Get A Clue

There is a quote by Todd Whitaker that I absolutely love. It goes like this, “Everything is a result of leadership. When things go wrong, it’s the leader. When things go right, it’s the leader. Real leaders know it, acknowledge it and embrace it.” The point of this quote is to express the importance of leadership taking responsibility. The problem is, many leaders will point fingers and place blame before humbling themselves and taking responsibility as a leader. When things go wrong, don’t look at those you lead, look in the mirror.

Ownership is key in leadership. Former Navy Seal, Jocko Willink, said in his book Extreme Ownership, “On any team, in any organization, all responsibility for success and failure rests with the leader. The leader must own everything in his or her world. There is no one else to blame. The leader must acknowledge mistakes and admit failures, take ownership of them, and develop a plan to win.” When leaders blame their team for things such as lack of success, division, poor performance, etc., they lose credibility and become an ineffective leader. Leaders who see problems and issues within their team should first look at themselves, take ownership of their faults and reflect on how they have failed their team. After all, a team is only as good as their leader, and if leadership never takes ownership, never reflects on their weaknesses and failures, and always points fingers and places blame, the team will eventually fall apart. 

If you see a mass exodus from members of your team, you might want to reconsider your effectiveness as a leader, your priorities, your actions, your attitude; you might want to take a good hard look in the mirror and reflect on what you are not doing well. “After all, there can be no leadership where there is no team” (Jocko Willink). “The leaders that are too caught up in egotistical gratification rather than the development of their people will surely fall short in the long run. There is a major difference between true leadership and authority-driven management” (Matt Mayberry). Be cognisant of what is happening around you as a leader. Pay attention to your team, actively listen to what others have to say, gather as many perspectives as possible before making decisions, and never forget, when things go wrong, look at no one else but yourself.
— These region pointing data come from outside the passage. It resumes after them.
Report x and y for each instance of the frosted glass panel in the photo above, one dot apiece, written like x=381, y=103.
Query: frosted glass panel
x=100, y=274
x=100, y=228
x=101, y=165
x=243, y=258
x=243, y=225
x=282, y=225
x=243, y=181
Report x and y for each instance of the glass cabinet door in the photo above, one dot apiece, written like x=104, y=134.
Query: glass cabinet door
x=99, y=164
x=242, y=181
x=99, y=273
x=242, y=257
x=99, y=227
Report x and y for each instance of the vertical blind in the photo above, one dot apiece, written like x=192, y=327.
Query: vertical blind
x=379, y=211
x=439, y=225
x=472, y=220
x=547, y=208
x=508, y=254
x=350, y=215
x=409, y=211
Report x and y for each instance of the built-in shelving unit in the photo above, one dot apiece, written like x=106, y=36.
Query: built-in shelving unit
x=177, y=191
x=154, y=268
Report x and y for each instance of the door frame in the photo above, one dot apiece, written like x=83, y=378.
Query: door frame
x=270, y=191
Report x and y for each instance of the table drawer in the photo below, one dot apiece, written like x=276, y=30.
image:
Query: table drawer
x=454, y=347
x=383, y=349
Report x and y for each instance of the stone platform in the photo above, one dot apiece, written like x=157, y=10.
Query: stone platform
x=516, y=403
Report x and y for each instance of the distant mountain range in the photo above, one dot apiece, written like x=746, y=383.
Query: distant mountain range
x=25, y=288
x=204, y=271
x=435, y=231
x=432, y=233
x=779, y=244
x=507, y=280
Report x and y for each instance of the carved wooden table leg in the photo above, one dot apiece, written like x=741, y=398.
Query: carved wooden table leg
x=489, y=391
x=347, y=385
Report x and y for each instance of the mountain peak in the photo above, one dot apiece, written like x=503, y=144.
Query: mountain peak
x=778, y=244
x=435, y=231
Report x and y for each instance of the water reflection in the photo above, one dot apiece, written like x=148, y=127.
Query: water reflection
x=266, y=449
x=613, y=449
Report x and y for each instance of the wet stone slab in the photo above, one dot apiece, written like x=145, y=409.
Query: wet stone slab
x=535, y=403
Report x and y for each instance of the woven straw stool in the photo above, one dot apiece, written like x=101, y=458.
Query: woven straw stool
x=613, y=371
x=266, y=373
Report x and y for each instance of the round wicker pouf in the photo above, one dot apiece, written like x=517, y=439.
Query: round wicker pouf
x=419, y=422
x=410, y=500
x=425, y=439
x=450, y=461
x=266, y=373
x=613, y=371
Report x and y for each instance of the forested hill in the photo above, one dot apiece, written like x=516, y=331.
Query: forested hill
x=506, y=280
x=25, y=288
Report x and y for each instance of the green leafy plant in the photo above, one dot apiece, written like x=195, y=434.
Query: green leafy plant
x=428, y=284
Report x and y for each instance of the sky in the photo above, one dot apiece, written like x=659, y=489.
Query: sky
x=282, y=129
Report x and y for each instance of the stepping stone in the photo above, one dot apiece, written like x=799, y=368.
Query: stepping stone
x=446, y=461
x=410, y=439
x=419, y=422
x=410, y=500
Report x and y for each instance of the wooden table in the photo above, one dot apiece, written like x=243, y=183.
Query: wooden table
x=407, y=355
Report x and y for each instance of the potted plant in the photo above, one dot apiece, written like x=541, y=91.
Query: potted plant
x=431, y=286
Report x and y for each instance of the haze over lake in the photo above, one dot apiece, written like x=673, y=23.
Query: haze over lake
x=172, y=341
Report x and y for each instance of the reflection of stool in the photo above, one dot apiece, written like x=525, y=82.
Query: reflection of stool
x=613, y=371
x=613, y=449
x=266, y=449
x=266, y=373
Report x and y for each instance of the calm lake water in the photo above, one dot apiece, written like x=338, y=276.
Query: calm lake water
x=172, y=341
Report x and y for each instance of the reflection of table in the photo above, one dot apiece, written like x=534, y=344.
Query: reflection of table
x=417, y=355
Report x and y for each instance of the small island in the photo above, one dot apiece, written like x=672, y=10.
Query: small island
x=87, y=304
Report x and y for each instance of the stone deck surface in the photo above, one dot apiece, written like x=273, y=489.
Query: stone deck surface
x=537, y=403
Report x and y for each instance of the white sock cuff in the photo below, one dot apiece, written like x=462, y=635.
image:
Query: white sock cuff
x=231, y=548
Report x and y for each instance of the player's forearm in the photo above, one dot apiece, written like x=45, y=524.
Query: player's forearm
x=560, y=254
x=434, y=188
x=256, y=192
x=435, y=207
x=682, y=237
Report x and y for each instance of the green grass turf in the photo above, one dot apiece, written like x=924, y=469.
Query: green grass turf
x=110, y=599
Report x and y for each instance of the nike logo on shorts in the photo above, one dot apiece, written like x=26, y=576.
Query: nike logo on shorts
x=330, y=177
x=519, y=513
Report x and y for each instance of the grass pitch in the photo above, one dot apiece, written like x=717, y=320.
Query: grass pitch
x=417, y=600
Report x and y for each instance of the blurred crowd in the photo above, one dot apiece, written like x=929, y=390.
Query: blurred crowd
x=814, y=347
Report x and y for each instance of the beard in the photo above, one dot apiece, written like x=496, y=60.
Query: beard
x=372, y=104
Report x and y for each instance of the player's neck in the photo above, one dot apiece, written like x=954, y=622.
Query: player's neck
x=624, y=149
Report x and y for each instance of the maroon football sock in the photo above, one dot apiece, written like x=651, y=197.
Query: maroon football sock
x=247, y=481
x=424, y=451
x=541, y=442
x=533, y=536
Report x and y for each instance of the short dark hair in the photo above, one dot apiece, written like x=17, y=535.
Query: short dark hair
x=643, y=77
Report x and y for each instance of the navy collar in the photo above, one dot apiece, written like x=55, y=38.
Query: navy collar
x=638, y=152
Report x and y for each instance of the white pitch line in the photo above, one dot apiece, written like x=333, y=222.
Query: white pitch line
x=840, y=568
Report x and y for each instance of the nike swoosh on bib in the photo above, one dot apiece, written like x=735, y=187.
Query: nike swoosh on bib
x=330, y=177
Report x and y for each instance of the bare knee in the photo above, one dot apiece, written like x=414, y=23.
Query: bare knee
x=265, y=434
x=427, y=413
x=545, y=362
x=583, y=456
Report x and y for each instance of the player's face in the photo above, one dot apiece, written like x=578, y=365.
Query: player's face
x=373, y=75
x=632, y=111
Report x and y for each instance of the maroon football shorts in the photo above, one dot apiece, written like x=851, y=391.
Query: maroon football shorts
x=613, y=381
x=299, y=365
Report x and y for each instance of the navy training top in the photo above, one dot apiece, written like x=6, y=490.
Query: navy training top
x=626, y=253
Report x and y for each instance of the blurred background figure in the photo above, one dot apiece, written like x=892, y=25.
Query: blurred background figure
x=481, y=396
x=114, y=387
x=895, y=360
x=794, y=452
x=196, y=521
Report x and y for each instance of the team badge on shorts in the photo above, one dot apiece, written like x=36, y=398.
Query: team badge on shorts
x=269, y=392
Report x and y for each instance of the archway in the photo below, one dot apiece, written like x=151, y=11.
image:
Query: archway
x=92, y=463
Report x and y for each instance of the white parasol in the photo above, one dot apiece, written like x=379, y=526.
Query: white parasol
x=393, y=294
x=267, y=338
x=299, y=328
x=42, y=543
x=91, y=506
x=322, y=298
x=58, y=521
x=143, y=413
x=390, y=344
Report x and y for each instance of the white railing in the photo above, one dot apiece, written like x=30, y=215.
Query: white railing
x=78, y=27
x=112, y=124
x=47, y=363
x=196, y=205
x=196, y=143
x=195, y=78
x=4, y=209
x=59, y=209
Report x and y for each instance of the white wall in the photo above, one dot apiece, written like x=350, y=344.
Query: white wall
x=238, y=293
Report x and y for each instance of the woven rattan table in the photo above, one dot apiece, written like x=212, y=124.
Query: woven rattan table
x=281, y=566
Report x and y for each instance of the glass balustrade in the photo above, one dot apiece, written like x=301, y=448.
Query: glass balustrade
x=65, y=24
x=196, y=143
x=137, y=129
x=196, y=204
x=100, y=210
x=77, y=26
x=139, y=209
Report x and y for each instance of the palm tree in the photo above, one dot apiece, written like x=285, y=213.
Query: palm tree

Too many times I have seen leaders push blame, deny responsibility, and dictate rather than lead. I have seen what it does to teams and have witnessed the damage that takes place both emotionally and mentally. I cannot express enough the importance of leaders being servants rather than dictators. When we lead through service, the focus is on others. When we lead through dictatorship, the focus is on ourselves. Egocentric leadership destroys teams and ruins organizations. Servant focused leadership bolsters teams and empowers others to become better. Egocentric leadership lacks trust. Servant focused leadership not only trusts but supports and encourages others to lead.  

Leaders, get a clue. People respect leaders who listen openly and respectively. People follow leaders who make decisions and choices based on input and perspective. People support leaders who openly support them. Take ownership of faults and failures, look in the mirror rather than point fingers and blame, sincerely reflect, actively listen, welcome multiple perspectives, and make decisions that better the team, not yourself. Lead through service. Destroy your ego before you destroy your team, company, or organization. Afterall, “Leadership is not about titles, positions or flowcharts. It is about one life influencing another” (John C. Maxwell).